What is the cheapest GPU that runs gpt-oss-20b?+
Intel Arc A770 (16GB, $300–350 street) is the cheapest current GPU in our database that runs gpt-oss-20b fully in VRAM at an estimated ~88 tokens/sec.
Can I run gpt-oss-20b on an RTX 3060?+
Only partially — the RTX 3060 12GB can offload some layers to system RAM, but expect a large speed penalty.
Can I run gpt-oss-20b on a Mac?+
Yes, if the Mac has enough unified memory: budget roughly 12.7GB of RAM for the Q4 version (plus what macOS itself uses). Apple Silicon runs GGUF models well via Ollama or LM Studio, and MoE models like this one are particularly Mac-friendly — only 3.6B parameters are active per token, so memory bandwidth goes further.
Can I run gpt-oss-20b on CPU only?+
Sort of. Because only 3.6B of 21B parameters are active per token, CPU inference is more viable than for dense models this size — expect single-digit tokens/sec with fast DDR5. A GPU is still dramatically better.
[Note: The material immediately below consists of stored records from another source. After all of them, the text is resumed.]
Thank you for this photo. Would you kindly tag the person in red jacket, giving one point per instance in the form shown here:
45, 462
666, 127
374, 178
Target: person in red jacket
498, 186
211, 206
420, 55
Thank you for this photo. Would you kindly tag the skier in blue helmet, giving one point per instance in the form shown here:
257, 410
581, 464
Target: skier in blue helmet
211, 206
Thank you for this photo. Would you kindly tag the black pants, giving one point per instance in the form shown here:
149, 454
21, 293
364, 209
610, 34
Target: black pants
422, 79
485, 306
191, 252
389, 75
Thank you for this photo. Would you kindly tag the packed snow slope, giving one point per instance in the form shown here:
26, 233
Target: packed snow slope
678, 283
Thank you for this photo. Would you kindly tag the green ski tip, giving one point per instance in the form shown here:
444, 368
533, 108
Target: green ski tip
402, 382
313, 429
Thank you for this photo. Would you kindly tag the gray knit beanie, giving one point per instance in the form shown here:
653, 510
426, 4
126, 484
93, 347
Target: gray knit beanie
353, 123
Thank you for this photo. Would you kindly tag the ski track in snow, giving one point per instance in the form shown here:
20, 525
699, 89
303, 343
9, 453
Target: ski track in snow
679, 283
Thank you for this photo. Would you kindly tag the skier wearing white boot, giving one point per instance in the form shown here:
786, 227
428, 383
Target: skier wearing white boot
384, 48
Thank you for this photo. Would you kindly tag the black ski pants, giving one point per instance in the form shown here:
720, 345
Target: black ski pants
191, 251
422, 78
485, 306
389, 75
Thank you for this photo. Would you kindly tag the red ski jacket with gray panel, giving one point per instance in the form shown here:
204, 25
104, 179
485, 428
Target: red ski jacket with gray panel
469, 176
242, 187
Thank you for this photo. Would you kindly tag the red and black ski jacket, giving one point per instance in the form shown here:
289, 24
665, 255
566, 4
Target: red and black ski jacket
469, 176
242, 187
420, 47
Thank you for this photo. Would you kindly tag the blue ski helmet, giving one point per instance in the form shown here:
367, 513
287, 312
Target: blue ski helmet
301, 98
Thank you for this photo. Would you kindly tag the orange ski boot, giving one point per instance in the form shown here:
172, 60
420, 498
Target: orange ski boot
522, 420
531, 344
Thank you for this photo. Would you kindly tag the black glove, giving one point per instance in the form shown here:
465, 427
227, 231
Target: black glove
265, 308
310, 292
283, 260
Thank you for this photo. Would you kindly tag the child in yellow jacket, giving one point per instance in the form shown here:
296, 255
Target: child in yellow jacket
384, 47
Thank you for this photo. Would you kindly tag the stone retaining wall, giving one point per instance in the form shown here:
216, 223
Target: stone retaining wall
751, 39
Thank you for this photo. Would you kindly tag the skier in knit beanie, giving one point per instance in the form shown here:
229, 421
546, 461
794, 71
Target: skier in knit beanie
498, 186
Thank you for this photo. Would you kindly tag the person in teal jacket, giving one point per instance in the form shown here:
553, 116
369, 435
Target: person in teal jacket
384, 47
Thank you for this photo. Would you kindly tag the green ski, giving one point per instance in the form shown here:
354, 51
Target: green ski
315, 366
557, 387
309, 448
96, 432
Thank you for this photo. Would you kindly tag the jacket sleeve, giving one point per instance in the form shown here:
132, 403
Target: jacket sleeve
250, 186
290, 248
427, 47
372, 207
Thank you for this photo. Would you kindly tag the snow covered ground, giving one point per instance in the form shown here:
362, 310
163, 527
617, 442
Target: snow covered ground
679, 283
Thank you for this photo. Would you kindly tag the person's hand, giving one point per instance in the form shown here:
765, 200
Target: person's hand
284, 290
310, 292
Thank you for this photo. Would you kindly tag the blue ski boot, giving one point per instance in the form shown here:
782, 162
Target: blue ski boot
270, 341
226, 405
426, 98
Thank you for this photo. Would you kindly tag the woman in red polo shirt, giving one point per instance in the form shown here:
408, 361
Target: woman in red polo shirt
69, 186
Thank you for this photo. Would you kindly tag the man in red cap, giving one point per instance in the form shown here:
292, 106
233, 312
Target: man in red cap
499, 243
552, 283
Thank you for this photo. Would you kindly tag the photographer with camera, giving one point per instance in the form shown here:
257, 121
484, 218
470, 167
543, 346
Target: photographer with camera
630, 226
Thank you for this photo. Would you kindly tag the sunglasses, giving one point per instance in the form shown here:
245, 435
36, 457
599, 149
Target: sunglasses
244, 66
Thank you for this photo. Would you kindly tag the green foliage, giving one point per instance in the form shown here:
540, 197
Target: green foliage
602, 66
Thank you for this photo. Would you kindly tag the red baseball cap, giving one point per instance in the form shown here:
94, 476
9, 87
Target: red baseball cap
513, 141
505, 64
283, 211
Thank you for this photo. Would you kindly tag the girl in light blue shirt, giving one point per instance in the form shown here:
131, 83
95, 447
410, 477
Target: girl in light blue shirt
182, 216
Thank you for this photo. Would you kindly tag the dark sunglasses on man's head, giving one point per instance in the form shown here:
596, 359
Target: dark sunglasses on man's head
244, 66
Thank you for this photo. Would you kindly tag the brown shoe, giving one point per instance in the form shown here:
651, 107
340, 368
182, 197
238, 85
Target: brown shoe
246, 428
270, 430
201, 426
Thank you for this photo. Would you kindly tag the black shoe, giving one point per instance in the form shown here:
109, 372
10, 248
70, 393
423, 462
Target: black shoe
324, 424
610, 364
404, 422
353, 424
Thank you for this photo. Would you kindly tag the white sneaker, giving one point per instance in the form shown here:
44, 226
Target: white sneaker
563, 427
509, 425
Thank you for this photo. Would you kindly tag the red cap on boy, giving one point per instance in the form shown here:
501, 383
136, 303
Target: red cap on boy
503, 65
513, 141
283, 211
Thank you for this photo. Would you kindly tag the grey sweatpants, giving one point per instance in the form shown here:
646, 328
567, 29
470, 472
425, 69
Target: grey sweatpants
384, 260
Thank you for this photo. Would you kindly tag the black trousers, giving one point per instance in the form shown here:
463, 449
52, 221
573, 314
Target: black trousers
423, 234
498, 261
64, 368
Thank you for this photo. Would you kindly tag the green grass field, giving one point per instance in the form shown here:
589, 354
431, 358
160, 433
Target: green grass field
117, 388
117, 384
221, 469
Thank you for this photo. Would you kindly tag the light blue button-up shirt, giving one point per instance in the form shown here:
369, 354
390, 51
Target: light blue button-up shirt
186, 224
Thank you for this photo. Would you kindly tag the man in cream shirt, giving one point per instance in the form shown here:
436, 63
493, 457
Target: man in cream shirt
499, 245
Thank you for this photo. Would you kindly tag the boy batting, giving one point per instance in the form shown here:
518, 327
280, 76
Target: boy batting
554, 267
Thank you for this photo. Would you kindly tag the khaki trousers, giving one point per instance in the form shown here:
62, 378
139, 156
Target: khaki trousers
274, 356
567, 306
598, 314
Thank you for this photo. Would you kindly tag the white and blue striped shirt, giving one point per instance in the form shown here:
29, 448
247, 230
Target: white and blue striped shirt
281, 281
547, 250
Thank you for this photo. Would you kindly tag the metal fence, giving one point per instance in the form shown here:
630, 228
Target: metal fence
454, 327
Is gpt-oss-20b free for commercial use?+
Yes. gpt-oss-20b is released under the Apache 2.0, which permits commercial use.
Related Models
How we calculate these numbers
VRAM = model weights (parameters × bits per weight ÷ 8) + KV cache (architecture-specific bytes per token × context length) + ~1.2GB runtime overhead. Speed estimates assume decode is memory-bandwidth-bound at ~50% utilization (lower for MoE models, which pay routing overhead), matching typical llama.cpp performance on consumer cards; real results vary with runtime, drivers, and settings. Quant sizes reflect GGUF K-quants, which keep some layers at higher precision. Figures are estimates for planning, not guarantees — when in doubt, buy more VRAM than you need today. Prices shown are launch MSRP; mid-2026 street prices often run well above MSRP due to the ongoing memory shortage, and used 24GB cards are holding their value unusually well.